Preparing your Master’s Thesis Defense
Around three months before you plan to defend your thesis, ask your advisor if the thesis examiners are the members of your Advisory Committee (Usually this is the case). Ensure the form Masters Thesis Practicum Proposal and Appointment of Examiners is circulated, signed, and submitted to the Microbiology Office. The completion of this task can be performed any time but the form must be submitted to FGS at least two weeks before your defense.
When your thesis is ready and your advisor has approved it, ensure that your thesis is distributed to the examining committee. Supervisors usually distribute the thesis directly to the examination committee. Alternatively, the Head of the Department will arrange the distribution of your thesis. The examining committee will review the thesis and within a month will inform the Graduate Chair in writing that the exam can proceed. The Graduate Chair then will notify you and your supervisor and will schedule the oral defense within two weeks of receiving the reports. Usually, the Graduate Chair or a member of the Graduate Committee is the Chair of your defense. During this time, work on your thesis presentation! Also, update and send your CV to the Graduate Chair so you can properly be introduced during your defense. Ensure your supervisor or the Graduate Chair brings this form MastersThesisPracticumFinalReport to the exam.

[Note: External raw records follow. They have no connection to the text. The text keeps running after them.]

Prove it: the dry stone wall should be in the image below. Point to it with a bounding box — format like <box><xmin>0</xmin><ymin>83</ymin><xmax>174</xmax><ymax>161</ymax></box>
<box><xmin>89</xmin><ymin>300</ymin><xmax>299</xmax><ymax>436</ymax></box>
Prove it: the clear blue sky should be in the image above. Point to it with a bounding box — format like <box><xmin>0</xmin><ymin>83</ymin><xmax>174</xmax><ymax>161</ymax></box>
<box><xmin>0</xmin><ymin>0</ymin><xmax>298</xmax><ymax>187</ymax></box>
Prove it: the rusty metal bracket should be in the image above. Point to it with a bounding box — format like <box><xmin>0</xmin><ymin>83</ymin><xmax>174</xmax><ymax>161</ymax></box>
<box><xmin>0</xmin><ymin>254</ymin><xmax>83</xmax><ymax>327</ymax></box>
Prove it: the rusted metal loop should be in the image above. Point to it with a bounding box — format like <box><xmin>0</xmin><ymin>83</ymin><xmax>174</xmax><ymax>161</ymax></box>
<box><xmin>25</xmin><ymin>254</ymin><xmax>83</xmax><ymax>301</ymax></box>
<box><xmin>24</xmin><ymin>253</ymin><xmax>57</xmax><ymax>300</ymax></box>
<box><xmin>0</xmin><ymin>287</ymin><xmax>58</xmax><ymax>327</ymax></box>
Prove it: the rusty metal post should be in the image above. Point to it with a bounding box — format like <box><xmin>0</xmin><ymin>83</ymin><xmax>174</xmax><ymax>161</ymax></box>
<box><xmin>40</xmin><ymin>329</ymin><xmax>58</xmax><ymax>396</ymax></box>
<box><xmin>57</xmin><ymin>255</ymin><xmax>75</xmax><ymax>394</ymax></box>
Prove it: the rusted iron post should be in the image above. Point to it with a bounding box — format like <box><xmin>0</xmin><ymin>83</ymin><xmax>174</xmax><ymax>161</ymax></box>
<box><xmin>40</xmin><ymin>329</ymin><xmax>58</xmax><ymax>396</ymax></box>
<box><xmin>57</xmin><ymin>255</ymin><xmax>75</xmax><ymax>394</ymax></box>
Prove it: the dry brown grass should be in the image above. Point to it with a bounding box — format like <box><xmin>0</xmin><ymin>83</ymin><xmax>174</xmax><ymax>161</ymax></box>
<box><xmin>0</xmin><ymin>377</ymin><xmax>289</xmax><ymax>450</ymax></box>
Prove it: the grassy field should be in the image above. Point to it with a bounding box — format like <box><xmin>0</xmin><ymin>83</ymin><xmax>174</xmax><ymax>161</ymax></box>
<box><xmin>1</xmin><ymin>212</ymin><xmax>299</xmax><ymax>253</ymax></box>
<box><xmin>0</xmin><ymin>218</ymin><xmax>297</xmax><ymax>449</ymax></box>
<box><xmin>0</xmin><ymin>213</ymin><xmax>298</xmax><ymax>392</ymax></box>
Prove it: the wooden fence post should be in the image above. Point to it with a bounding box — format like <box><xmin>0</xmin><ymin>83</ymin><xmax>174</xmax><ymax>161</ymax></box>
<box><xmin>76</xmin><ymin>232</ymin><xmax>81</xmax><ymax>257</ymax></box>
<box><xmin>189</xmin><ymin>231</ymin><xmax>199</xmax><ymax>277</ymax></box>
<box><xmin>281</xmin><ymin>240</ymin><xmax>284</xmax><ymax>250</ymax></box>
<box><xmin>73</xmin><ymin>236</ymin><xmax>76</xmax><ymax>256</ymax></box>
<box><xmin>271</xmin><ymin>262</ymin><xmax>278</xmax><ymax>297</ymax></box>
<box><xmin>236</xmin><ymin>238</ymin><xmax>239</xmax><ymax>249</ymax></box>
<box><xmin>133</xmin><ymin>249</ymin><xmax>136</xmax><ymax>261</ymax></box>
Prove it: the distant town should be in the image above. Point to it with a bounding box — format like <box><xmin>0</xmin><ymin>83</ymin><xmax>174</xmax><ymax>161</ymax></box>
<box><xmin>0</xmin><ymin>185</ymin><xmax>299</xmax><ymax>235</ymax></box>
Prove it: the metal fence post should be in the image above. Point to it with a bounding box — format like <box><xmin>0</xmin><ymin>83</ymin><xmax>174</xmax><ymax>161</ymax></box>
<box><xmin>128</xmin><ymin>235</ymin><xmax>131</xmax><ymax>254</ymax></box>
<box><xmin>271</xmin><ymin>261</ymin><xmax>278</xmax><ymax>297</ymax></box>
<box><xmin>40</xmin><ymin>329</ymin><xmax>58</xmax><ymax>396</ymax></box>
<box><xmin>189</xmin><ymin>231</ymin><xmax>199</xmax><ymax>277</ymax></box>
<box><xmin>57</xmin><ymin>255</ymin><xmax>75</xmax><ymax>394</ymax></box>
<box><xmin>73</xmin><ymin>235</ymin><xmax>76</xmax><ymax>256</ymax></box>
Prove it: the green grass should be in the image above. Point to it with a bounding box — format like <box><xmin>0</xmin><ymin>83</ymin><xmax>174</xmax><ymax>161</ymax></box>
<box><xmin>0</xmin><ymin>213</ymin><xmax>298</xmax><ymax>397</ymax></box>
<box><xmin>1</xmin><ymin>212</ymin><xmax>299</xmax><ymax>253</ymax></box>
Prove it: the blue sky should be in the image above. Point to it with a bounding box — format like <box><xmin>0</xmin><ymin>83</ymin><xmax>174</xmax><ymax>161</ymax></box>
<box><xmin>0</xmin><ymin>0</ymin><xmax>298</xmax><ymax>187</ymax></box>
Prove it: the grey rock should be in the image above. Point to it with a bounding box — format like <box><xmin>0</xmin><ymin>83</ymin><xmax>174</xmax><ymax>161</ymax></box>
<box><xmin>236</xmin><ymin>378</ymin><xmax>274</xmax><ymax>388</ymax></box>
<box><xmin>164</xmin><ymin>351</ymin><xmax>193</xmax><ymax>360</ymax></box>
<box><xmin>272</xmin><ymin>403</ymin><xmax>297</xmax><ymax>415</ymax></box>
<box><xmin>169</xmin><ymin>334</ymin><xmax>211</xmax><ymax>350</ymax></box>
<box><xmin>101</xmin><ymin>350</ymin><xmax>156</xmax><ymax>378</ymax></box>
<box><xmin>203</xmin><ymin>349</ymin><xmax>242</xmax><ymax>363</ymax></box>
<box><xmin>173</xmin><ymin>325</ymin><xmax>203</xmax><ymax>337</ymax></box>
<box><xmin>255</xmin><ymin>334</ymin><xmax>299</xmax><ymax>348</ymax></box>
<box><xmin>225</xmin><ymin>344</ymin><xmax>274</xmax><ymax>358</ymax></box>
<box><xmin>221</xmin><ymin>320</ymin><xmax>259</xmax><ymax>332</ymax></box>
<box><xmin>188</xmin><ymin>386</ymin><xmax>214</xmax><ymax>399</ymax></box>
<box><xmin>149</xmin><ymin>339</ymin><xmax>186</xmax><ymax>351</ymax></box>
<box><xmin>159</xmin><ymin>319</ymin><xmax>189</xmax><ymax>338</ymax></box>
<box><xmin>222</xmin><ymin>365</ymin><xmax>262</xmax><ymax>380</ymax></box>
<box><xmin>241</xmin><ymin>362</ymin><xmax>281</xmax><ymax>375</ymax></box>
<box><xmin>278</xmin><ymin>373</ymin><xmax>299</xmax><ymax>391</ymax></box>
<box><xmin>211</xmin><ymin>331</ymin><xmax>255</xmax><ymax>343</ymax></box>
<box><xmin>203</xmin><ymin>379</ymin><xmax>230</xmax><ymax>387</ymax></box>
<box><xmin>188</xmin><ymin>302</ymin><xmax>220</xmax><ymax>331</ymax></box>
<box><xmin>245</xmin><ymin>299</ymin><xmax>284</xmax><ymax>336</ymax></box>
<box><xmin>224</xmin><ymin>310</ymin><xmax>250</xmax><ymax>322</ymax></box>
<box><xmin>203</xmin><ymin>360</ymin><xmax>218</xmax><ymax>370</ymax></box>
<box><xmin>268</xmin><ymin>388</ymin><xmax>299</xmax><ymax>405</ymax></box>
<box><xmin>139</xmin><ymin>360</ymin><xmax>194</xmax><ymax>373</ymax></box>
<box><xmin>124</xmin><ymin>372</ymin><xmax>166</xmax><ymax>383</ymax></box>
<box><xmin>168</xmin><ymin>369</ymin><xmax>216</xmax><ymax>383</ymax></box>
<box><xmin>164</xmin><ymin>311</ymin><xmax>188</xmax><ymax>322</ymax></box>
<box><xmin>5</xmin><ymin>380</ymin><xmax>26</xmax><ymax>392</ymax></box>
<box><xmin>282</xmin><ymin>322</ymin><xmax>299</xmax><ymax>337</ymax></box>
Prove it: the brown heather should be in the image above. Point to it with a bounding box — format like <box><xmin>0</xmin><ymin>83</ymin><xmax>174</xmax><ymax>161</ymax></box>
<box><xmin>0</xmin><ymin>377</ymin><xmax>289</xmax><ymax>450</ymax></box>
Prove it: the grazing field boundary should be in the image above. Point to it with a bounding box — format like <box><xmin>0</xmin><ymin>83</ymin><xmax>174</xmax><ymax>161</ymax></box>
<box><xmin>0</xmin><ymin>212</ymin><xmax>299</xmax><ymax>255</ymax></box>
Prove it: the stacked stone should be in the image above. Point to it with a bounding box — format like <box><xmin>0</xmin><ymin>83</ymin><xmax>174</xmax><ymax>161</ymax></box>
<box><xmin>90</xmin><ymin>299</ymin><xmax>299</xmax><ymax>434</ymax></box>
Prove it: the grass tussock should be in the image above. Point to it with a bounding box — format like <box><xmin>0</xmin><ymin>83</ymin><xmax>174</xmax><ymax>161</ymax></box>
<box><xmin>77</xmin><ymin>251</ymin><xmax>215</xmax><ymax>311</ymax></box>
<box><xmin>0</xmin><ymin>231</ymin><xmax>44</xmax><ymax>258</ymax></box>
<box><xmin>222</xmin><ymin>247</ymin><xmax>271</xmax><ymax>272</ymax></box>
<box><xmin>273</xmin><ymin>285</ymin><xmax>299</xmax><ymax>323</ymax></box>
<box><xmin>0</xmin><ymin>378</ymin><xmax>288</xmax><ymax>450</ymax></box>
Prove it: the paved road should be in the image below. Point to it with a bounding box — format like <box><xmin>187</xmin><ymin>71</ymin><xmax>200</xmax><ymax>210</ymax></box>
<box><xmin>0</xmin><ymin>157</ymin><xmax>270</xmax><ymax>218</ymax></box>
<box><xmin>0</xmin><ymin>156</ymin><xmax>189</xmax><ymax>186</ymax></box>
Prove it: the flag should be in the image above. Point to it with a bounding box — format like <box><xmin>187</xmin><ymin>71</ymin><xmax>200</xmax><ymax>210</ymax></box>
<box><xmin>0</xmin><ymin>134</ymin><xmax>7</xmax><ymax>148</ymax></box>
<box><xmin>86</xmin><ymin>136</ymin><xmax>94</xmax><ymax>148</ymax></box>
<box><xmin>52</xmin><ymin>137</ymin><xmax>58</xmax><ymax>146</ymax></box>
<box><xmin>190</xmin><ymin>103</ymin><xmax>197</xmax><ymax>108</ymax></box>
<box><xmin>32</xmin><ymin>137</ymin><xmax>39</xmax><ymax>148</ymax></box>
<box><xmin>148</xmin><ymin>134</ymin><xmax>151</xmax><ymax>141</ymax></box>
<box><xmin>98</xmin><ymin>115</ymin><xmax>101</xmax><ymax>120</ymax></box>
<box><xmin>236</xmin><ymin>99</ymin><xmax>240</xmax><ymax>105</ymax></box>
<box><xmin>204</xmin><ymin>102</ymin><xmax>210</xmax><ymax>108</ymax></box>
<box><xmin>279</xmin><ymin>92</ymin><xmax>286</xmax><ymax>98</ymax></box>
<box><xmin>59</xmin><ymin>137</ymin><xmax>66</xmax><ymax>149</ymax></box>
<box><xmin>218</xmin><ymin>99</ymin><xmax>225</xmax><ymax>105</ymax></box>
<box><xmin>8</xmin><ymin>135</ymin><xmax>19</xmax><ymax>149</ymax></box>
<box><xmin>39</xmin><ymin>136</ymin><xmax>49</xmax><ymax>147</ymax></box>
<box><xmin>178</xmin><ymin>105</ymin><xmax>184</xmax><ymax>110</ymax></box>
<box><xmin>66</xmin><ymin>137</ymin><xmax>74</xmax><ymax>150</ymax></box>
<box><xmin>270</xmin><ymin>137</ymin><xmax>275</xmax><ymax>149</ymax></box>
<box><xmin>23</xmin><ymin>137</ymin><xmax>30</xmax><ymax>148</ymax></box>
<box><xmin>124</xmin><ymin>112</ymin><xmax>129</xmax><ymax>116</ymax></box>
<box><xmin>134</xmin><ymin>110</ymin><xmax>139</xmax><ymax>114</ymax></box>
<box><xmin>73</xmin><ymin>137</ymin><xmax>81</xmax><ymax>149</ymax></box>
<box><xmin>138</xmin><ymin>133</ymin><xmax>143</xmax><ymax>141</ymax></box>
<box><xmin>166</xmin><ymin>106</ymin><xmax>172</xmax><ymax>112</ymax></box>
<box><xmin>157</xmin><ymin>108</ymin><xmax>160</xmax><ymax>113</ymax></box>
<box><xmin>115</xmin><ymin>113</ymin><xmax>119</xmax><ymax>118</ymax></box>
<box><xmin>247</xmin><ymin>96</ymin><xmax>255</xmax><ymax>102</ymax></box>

Ensure the Microbiology Office announces the date of your defense well in advance.
What happens during your Master’s Thesis defense
The Graduate Chair will introduce the examiners, give a short introduction about you to the audience, and ask you to deliver a 20-30 minute presentation of your thesis. This presentation will be followed by one-hour of questions by your examining committee. Following the completion of the questioning period, you will be asked to leave the room, while the examining committee discusses your performance. Then, the Graduate Chair will let you know the results. Even if you are approved, your supervisor may hold on to the final report form until you make the final revisions of the thesis. The last step is when you submit your final thesis to Faculty of Graduate Studies. Continue to check the guidelines here. The Microbiology Office will also submit the signed Final Report to the Faculty of Graduate Studies.